For Todd and Smith’s Cloud, Sunday’s show represents a “hello again” to Lincoln as the four-piece will open at Vega. It’s been a little more than two years since Todd moved from Lincoln to Seattle himself. In the past few months, he’s resigned from his position as a UX designer at Microsoft and moved back to Nebraska. With the time he has and the “same sort of defiance that a person needs to write a song” coming back, Todd looks to write and record Smith’s Cloud’s second album with bandmate and producer Travis Bossard.

Following the group’s first, deep-voiced folk/rock on A Change of Days (reviewed here), Todd wants to take the new record in more of a pop direction. Having dived headlong into ’60s rock, The Beatles and The Zombies, and dolloped on a helping of Brian Jonestown Massacre and Gorillaz as well, he says the work will likely be undergirded by the sum of those influences, with a notably less earthy sound.

Both Smith’s Cloud and Dear Herman will play new material this Sunday that departs from previous work, but the show also represents a steady, sure milestone in what could be called a nearly lifelong friendship (in terms of band lives, at least) between the two groups. Todd had met Davy and Taylor at Lincoln’s Grace Chapel, introduced via his expertise on drums (honed through playing with Lincoln’s Columbia Vs. Challenger).

Since then, Todd has created artwork for both Sincerely, Dorothy and Davy’s first album, Immigrants and Strangers. He stresses that anyone who plans on coming to see Dear Herman for what might be their last concert should listen to Sincerely, Dorothy. Learn the story arc, so that when the stage is full of singers and players like Bossard on guitar and accordion, the meaning of particular moments is not lost upon new ears. Moments like the time Dorothy’s husband, Noland, fights Gad Harvey, who is in love with Noland’s sister, Evangeline.

“I listened to the record again yesterday,” Todd says, “and I was thinking about that illustration I did for the scene where Noland rolls Gad in the mud. The implication is after that, Gad was never the same. He became a bitter, old man, so I knew that needed to be heart-wrenching, and tried to make the look on his face show that he had just kissed the woman he loved, then his hopes were dashed. He was embarrassed and emasculated in front of her.”

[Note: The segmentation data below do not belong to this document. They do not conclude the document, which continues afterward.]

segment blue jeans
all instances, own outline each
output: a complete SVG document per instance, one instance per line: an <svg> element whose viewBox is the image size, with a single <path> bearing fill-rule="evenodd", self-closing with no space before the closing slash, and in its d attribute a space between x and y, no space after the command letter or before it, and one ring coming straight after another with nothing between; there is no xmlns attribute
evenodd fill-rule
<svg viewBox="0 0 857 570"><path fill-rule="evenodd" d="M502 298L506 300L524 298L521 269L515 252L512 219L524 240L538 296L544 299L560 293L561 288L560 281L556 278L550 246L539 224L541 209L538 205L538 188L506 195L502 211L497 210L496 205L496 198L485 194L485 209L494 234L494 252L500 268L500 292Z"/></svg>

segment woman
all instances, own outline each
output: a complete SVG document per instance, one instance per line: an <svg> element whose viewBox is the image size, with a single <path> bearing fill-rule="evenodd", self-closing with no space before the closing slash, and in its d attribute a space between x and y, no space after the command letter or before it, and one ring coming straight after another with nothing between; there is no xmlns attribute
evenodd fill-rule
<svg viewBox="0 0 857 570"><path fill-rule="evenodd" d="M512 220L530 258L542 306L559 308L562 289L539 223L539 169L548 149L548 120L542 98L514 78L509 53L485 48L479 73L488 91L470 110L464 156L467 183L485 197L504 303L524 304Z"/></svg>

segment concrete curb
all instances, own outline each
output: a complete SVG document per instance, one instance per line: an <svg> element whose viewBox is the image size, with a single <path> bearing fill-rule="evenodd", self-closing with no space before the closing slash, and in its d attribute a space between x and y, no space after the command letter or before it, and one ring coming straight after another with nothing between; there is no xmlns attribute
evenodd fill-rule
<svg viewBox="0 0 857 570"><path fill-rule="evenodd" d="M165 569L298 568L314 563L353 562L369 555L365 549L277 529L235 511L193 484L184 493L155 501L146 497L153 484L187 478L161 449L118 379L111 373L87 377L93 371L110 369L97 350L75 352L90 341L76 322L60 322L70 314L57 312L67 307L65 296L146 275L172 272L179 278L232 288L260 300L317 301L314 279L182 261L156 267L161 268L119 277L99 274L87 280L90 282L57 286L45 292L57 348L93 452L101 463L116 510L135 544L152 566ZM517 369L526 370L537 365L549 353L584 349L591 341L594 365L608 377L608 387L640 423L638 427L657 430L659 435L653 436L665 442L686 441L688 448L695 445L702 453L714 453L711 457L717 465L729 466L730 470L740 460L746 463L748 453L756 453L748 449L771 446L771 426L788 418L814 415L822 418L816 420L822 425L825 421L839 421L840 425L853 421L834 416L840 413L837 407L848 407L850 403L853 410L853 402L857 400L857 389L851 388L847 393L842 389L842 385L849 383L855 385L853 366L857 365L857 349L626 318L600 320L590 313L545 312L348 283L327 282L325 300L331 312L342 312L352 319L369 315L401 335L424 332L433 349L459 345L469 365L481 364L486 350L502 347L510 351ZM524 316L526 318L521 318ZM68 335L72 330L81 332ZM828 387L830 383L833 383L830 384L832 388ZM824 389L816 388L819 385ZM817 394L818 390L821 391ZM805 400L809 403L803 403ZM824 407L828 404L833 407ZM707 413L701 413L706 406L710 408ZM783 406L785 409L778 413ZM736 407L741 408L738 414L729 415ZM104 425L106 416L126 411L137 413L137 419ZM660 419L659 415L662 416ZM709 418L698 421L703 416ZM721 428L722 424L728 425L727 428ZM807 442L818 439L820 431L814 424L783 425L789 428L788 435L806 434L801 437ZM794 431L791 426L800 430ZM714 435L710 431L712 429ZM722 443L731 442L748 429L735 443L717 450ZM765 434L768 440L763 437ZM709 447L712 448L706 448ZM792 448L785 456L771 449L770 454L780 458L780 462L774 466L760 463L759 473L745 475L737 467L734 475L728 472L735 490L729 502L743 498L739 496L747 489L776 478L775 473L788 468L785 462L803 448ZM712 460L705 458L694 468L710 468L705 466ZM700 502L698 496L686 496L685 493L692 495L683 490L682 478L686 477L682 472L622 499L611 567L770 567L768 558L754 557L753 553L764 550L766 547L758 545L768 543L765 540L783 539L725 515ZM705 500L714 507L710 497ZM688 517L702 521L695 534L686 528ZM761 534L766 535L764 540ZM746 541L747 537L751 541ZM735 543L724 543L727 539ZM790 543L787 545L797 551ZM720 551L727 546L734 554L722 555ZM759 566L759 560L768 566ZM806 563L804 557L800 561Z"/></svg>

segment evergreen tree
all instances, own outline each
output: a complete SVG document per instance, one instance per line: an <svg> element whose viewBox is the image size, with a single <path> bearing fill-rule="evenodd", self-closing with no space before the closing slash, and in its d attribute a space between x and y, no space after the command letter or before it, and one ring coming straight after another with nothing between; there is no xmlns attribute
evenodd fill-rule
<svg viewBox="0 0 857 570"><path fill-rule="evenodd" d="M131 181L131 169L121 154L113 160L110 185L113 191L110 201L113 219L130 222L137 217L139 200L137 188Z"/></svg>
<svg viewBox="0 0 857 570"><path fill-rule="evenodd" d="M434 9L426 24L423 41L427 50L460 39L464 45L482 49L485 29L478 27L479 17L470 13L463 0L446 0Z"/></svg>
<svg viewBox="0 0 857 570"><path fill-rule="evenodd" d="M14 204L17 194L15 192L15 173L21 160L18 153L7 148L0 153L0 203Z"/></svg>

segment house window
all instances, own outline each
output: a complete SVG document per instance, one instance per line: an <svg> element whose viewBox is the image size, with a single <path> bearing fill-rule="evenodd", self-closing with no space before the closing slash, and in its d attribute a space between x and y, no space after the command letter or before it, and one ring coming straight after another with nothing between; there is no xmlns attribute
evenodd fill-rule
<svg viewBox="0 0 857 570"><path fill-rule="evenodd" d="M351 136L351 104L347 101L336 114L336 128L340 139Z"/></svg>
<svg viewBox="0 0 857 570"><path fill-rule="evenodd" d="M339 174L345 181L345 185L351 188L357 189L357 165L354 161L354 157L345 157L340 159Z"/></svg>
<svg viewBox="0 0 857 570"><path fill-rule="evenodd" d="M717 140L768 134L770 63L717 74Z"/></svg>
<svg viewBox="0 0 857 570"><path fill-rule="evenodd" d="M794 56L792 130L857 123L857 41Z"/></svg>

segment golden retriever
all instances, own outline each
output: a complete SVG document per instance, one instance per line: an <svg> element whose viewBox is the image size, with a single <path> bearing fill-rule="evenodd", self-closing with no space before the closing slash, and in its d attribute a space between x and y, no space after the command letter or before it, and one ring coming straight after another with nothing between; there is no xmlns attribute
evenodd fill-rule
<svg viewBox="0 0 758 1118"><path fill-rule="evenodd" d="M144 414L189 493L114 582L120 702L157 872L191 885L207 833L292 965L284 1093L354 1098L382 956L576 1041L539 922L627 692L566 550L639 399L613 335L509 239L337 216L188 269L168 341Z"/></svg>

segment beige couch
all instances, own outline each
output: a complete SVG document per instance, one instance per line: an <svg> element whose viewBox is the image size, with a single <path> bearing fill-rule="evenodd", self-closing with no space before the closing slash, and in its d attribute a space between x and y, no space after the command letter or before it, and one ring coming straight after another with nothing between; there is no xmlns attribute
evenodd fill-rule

Whereas in the album and play Gad Harvey plays the somewhat ancillary antagonist, Davy is writing the novel from Harvey’s perspective. She says during rehearsals and in the months that followed the stage production, actresses and actors playing her characters’ roles have helped further color in the white space of El Pasillo.

“In the long pauses on the set when Evangeline and Gad Harvey are talking, they created, between the two characters, this whole backstory of a library in Santa Fe and Gad’s drinking problem. Those conversions, as organic as they were, have definitely informed some of the characteristics of these people as I see it.”

And while the songs of Sincerely, Dorothy will be somewhat retired after Taylor’s move — during a natural hiatus that will also see the birth of Davy’s child this winter — Davy continues to focus on writing new material alongside the novel. As for her own letter-writing to Taylor after the move, Davy says they’ll communicate through various creative means, even if those means don’t involve stamps and envelopes.

“I have a very romantic ideal of letter-writing that is akin to the romantic ideal I have of myself as a gardener, which doesn’t always practically work itself out into reality,” she says with a laugh. “Throughout my relationship with my sister, we’ve tried to find unique ways to connect. The idea of our name kind of came from a private blog that we posted on just for each other for several years.

“I think the creative connection will always be there, whether or not we pull out a pen and paper.”